Unfortunately not, which is a pity as knative looks like a good fit for my use case but fairly useless if it doesn't work.
Assuming you followed all the steps here, right? And the cert-manager on your cluster is v1.0+?
I can confirm I have:
- knative-operator 1.7.0
- knative-serving 1.7.1
- kourier 1.7.0
- cert-manager 1.9.1
- knative configured with a custom domain, which has a wildcard A record set to knative's ingress IP
- cert-manager configured for HTTP-01 validations, and confirmed working with the haproxy ingress
I believe I may have located the source of the problem. Despite having configured the ClusterIssuer letsencrypt in the KnativeServing resource, the config-certmanager configmap still has an example configuration.
$ kubectl get knativeservings.operator.knative.dev -n knative-serving knative-serving -o yaml
apiVersion: operator.knative.dev/v1beta1
kind: KnativeServing
metadata:
finalizers:
- knativeservings.operator.knative.dev
labels:
networking.knative.dev/certificate-provider: cert-manager
name: knative-serving
[...]
spec:
config:
certmanager:
issuerRef: |
kind: ClusterIssuer
name: letsencrypt
[...]
$ kubectl describe configmaps -n knative-serving config-certmanager
Name: config-certmanager
Namespace: knative-serving
Labels: app.kubernetes.io/component=net-certmanager
app.kubernetes.io/name=knative-serving
app.kubernetes.io/version=1.7.0
networking.knative.dev/certificate-provider=cert-manager
Annotations: <none>
Data
====
_example:
----
################################
# #
# EXAMPLE CONFIGURATION #
# #
################################
# This block is not actually functional configuration,
# but serves to illustrate the available configuration
# options and document them in a way that is accessible
# to users that `kubectl edit` this config map.
#
# These sample configuration options may be copied out of
# this block and unindented to actually change the configuration.

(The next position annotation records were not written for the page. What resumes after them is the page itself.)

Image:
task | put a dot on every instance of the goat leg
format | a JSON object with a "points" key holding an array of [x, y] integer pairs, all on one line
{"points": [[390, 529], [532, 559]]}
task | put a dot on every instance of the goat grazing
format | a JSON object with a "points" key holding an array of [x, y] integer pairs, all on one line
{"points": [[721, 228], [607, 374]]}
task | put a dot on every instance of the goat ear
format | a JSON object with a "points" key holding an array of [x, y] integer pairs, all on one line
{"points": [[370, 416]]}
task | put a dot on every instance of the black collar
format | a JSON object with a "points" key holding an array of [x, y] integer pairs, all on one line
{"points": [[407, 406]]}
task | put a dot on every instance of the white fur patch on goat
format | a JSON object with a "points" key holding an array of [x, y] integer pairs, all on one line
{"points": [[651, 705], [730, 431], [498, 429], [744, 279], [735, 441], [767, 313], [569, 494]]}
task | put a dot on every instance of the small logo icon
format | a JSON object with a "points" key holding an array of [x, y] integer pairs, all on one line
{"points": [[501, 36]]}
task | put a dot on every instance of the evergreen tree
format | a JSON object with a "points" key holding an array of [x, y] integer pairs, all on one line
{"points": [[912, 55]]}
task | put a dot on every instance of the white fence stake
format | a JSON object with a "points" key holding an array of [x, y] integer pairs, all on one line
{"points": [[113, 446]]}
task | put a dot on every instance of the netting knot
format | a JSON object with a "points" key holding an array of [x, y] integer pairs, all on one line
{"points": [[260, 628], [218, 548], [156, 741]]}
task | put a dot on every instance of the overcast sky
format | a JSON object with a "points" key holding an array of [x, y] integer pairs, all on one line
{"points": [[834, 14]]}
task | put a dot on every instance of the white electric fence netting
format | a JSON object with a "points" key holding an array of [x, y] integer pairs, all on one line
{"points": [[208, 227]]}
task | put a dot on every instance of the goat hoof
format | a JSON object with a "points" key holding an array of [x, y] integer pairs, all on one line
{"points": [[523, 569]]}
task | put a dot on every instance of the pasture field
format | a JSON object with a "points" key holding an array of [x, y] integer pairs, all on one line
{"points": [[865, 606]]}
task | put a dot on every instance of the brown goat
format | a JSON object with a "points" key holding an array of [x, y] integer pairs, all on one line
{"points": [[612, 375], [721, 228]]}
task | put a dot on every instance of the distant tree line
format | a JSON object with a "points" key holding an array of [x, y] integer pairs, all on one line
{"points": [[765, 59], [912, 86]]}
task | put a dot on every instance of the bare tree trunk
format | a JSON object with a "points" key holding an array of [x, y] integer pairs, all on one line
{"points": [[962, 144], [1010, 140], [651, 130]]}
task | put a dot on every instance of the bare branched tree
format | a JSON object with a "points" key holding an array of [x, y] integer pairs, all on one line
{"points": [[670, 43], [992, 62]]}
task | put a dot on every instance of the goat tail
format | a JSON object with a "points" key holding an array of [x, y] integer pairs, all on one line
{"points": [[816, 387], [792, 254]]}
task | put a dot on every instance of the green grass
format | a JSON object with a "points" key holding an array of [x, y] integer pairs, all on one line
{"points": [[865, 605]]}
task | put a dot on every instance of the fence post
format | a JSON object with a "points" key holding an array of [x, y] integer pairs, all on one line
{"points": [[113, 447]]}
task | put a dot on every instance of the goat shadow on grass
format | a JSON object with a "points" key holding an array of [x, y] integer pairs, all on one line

# issuerRef is a reference to the issuer for this certificate.
# IssuerRef should be either `ClusterIssuer` or `Issuer`.
# Please refer `IssuerRef` in https://github.com/cert-manager/cert-manager/tree/master/pkg/apis/certmanager/v1/types_certificate.go
# for more details about IssuerRef configuration.
issuerRef: |
kind: ClusterIssuer
name: letsencrypt-issuer
BinaryData
====
Events: <none>
Looks like this is being caused by a permissions issue, is there a way to check the operator logs to see why policies aren't getting set up correctly?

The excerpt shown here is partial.